On 8/29/06, Shawn Pearce <spearce@xxxxxxxxxxx> wrote:
Jon Smirl <jonsmirl@xxxxxxxxx> wrote: > sha1s are effectively 20 byte pointer addresses into the pack. With 2M > objects you can easily get away with 4 byte address and a mapping > table. Another idea would be to replace the 20 byte sha1 in tree > objects with 32b file offsets - requiring that anything the tree > refers to has to already be in the pack before the tree entry can be > written. I've thought of that, but when you transfer a "thin" pack over the wire the base object may not even be in the pack. Thus you can't use an offset to reference it. Otherwise there's probably little reason why the base couldn't be referenced by its 4 byte offset rather than its full 20 byte object ID. Added up over all deltas in the mozilla pack it saves a whopping 23 MiB.

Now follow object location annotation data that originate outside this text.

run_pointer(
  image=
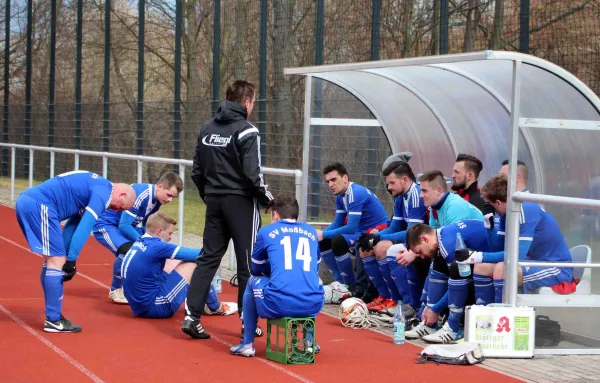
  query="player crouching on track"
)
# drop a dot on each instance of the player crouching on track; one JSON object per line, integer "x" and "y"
{"x": 540, "y": 240}
{"x": 151, "y": 291}
{"x": 285, "y": 280}
{"x": 79, "y": 196}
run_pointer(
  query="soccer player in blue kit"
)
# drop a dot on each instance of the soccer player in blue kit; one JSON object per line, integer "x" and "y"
{"x": 151, "y": 291}
{"x": 118, "y": 230}
{"x": 80, "y": 197}
{"x": 285, "y": 280}
{"x": 440, "y": 244}
{"x": 540, "y": 239}
{"x": 357, "y": 211}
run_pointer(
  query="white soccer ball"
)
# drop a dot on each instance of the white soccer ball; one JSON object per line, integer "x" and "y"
{"x": 353, "y": 312}
{"x": 335, "y": 292}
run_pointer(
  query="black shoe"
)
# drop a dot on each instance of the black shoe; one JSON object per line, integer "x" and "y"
{"x": 194, "y": 329}
{"x": 61, "y": 325}
{"x": 258, "y": 332}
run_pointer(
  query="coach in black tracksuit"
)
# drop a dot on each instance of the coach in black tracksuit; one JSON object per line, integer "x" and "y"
{"x": 228, "y": 176}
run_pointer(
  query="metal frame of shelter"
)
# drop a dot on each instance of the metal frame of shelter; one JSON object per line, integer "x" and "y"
{"x": 518, "y": 125}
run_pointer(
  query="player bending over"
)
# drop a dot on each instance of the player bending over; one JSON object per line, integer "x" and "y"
{"x": 151, "y": 291}
{"x": 79, "y": 196}
{"x": 285, "y": 280}
{"x": 540, "y": 239}
{"x": 117, "y": 231}
{"x": 440, "y": 245}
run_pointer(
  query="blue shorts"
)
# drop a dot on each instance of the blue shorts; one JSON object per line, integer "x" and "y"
{"x": 536, "y": 277}
{"x": 111, "y": 237}
{"x": 40, "y": 224}
{"x": 351, "y": 241}
{"x": 265, "y": 309}
{"x": 170, "y": 297}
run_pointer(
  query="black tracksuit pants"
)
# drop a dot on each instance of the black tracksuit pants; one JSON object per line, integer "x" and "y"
{"x": 227, "y": 217}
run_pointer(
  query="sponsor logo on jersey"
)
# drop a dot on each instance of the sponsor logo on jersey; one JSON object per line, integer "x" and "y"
{"x": 216, "y": 140}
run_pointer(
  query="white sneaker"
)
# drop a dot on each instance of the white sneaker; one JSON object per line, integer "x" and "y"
{"x": 117, "y": 296}
{"x": 419, "y": 331}
{"x": 226, "y": 308}
{"x": 443, "y": 335}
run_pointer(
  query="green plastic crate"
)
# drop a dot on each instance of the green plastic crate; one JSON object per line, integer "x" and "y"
{"x": 291, "y": 340}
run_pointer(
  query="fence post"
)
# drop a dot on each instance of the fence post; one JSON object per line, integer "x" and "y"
{"x": 6, "y": 87}
{"x": 140, "y": 106}
{"x": 181, "y": 206}
{"x": 216, "y": 55}
{"x": 524, "y": 27}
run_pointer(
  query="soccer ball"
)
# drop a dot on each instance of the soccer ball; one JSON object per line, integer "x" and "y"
{"x": 353, "y": 312}
{"x": 335, "y": 292}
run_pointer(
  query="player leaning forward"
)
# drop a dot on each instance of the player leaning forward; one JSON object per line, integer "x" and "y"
{"x": 285, "y": 280}
{"x": 78, "y": 197}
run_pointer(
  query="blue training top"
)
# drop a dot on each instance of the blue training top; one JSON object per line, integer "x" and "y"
{"x": 288, "y": 252}
{"x": 132, "y": 222}
{"x": 362, "y": 208}
{"x": 409, "y": 209}
{"x": 79, "y": 196}
{"x": 142, "y": 270}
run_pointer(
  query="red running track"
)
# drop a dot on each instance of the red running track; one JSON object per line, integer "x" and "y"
{"x": 114, "y": 346}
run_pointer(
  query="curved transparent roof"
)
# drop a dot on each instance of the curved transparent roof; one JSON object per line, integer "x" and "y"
{"x": 439, "y": 106}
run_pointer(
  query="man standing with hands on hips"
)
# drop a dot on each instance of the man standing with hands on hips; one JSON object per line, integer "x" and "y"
{"x": 228, "y": 176}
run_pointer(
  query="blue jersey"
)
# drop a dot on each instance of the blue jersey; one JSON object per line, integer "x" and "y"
{"x": 288, "y": 252}
{"x": 409, "y": 209}
{"x": 73, "y": 193}
{"x": 357, "y": 211}
{"x": 540, "y": 238}
{"x": 473, "y": 233}
{"x": 142, "y": 269}
{"x": 145, "y": 204}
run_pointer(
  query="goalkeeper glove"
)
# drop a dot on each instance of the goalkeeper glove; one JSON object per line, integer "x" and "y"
{"x": 466, "y": 256}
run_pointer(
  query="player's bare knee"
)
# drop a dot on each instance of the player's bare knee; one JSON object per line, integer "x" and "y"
{"x": 499, "y": 270}
{"x": 339, "y": 246}
{"x": 56, "y": 262}
{"x": 186, "y": 269}
{"x": 382, "y": 248}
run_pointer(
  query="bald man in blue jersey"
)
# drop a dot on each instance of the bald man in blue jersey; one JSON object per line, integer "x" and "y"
{"x": 79, "y": 197}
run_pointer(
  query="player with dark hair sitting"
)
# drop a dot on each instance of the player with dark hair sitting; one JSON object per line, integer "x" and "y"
{"x": 285, "y": 280}
{"x": 409, "y": 209}
{"x": 117, "y": 231}
{"x": 357, "y": 211}
{"x": 540, "y": 239}
{"x": 151, "y": 291}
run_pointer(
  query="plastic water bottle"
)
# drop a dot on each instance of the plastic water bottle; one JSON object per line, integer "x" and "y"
{"x": 399, "y": 324}
{"x": 217, "y": 282}
{"x": 463, "y": 269}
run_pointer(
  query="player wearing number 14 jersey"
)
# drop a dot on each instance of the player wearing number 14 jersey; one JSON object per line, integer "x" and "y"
{"x": 285, "y": 280}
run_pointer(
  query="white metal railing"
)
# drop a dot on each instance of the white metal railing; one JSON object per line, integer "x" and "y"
{"x": 297, "y": 174}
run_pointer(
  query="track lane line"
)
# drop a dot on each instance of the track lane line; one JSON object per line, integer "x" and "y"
{"x": 93, "y": 377}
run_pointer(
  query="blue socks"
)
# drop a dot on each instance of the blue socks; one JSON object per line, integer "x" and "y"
{"x": 499, "y": 287}
{"x": 458, "y": 291}
{"x": 212, "y": 301}
{"x": 329, "y": 259}
{"x": 437, "y": 288}
{"x": 53, "y": 293}
{"x": 249, "y": 314}
{"x": 484, "y": 290}
{"x": 344, "y": 265}
{"x": 117, "y": 283}
{"x": 384, "y": 270}
{"x": 372, "y": 269}
{"x": 43, "y": 280}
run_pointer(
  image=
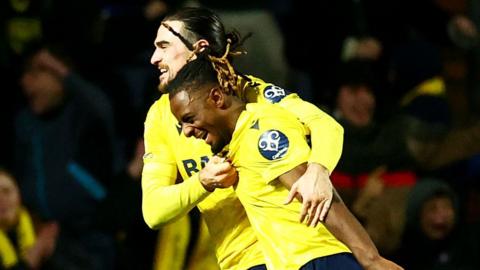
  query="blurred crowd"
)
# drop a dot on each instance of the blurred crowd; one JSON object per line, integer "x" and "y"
{"x": 402, "y": 78}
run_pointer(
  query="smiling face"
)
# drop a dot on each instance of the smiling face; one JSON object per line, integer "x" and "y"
{"x": 170, "y": 53}
{"x": 201, "y": 117}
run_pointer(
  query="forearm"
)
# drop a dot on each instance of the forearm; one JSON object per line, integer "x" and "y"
{"x": 165, "y": 203}
{"x": 346, "y": 228}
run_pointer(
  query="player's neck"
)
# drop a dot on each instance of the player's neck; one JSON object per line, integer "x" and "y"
{"x": 236, "y": 109}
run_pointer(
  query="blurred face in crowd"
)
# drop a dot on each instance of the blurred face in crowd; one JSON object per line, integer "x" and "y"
{"x": 9, "y": 201}
{"x": 437, "y": 217}
{"x": 170, "y": 53}
{"x": 43, "y": 89}
{"x": 201, "y": 117}
{"x": 356, "y": 104}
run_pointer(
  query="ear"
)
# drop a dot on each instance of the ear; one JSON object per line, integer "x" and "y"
{"x": 201, "y": 44}
{"x": 217, "y": 97}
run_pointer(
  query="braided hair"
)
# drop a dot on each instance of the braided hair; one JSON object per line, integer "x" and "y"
{"x": 202, "y": 23}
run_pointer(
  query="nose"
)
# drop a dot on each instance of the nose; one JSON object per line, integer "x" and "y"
{"x": 156, "y": 57}
{"x": 187, "y": 130}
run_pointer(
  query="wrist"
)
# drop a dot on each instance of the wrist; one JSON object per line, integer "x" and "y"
{"x": 317, "y": 168}
{"x": 206, "y": 182}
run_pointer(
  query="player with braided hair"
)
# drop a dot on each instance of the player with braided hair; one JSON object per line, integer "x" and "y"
{"x": 180, "y": 37}
{"x": 268, "y": 147}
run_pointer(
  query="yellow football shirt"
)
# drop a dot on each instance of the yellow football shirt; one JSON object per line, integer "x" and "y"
{"x": 168, "y": 151}
{"x": 268, "y": 141}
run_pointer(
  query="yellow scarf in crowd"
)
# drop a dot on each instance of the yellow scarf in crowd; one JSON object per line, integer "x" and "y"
{"x": 26, "y": 239}
{"x": 431, "y": 87}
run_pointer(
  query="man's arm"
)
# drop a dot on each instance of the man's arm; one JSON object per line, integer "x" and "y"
{"x": 345, "y": 227}
{"x": 162, "y": 200}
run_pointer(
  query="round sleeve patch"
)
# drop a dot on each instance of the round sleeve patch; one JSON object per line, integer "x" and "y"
{"x": 274, "y": 93}
{"x": 273, "y": 144}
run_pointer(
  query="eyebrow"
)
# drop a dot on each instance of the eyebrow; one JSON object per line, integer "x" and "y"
{"x": 160, "y": 43}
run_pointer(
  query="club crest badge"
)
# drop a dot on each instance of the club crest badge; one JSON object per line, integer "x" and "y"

Every time an object goes on the wire these 'pack internal' optimizations need to be undone. If you are sending the whole pack everything can be sent as is. These intense compression schemes are meant for archival level data. Everybody should end up with a copy of the entire archive and that will be the end of those objects moving on the wire.
From what I was able to gather I don't think Clucene stores the documents themselves as the tokenized compressed data. Or if it does you lose everything between the tokens. There's a number of things we want to preserve in the original "document" like whitespace that would be likely stripped when constructing tokens.
I can't remember if the Clucene code includes the ability to compress using the dictionary. I had thought that the code was in there but maybe not. Things that aren't in the dictionary use an escape code and are copied intact. I have the Lucene book on my desk, I'll flip through it and see what it says. Might be worthwhile to poke around on the net and see if you can come up with an existing dictionary based compressor. There has got to be one out there, this is a 30 year old concept.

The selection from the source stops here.